We are aware that there are logistical and financial challenges to enabling Border Force to collect biometrics routinely from all passengers on arrival and departure, but there are also substantial benefits, including helping to match illegal migrants and asylum seekers leaving the country, thereby giving a clearer picture of those who are overstaying through more accurate migration figures. We would be interested in hearing how the Government are thinking about biometrics more broadly in the context of their not extending the power to capture biometrics more widely in the Bill.
Working out the potential for electronic borders and a more sophisticated approach to the hundreds of millions of journeys that cross our borders every year is an important part of the day job of my hon. Friend the Member for Feltham and Heston. This is a more limited clause, but we are certainly investigating the potential, costs and benefits of a much more digitalised border. We are not about to introduce that through this Bill, but there will be more to be said when that work has been done in due course.
We understand the potential for making border crossings much more convenient for everybody while having more robust information about who has crossed borders, and when and where they were crossed. Some of this is about goods, trailers and a range of other things crossing borders, and ensuring that we have information on when people smugglers and clandestines cross borders, too.
Clause 36 will enable the biometrics of persons detained in Scotland under schedule 8 to the Terrorism Act 2000 and schedule 3 to the Counter-Terrorism and Border Security Act 2019 to be taken at ports, thereby bringing the position in Scotland into line with that in England, Wales and Northern Ireland.
Those schedules allow an examining officer—a constable, or a designated immigration or customs officer—to stop, question, search and detain a person at a port, or at the border area in Northern Ireland, for the purposes of determining whether the person appears to be a person who is, or has been, engaged in terrorism or hostile activity. An examining officer may stop and question a person whether or not there are grounds for suspecting that the person is, or has been, engaged in terrorism or hostile activity. Those are important powers that allow counter-terrorism police officers to detect, disrupt and deter terrorism and hostile activity at the border.
The powers for taking biometrics in Scotland are contained in paragraph 20 of schedule 8 to the 2000 Act and paragraph 42 to schedule 3 of the 2019 Act.
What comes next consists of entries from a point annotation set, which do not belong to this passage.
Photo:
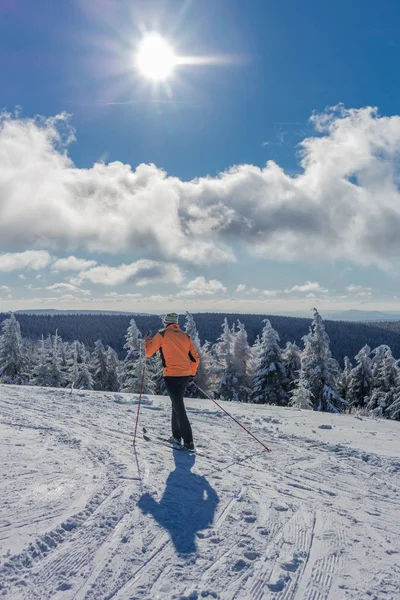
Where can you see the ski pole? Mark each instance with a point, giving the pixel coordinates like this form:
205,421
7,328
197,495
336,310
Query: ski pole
140,398
233,418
Clause 36 amends those paragraphs, removing the unnecessary restriction unique to Scotland that requires that those detained under those powers are taken to a police station to have their biometrics taken. The clause will allow biometrics to be taken much more easily and quickly in situ, rather than the person having to be transported to a police station.
Clause 36, as the Minister has laid out, extends biometrics powers to ports in Scotland. As we understand it, immigration enforcement already has the power to take biometrics from people arrested in the UK, including at ports, if they are suspected of having entered or remained in the UK illegally. How does the Minister think that the clause will add to existing operational powers?
It is a lacuna in Scotland rather than a problem elsewhere. It is simply that, in Scotland, biometrics cannot be taken except in a police station. In his 2020 report on the operation of the Terrorism Acts 2000 and 2006, the independent reviewer of terrorism legislation recommended that we address the issue. We saw the Bill as an opportunity to deal with what is obviously an unintended kink, so we are ironing it out.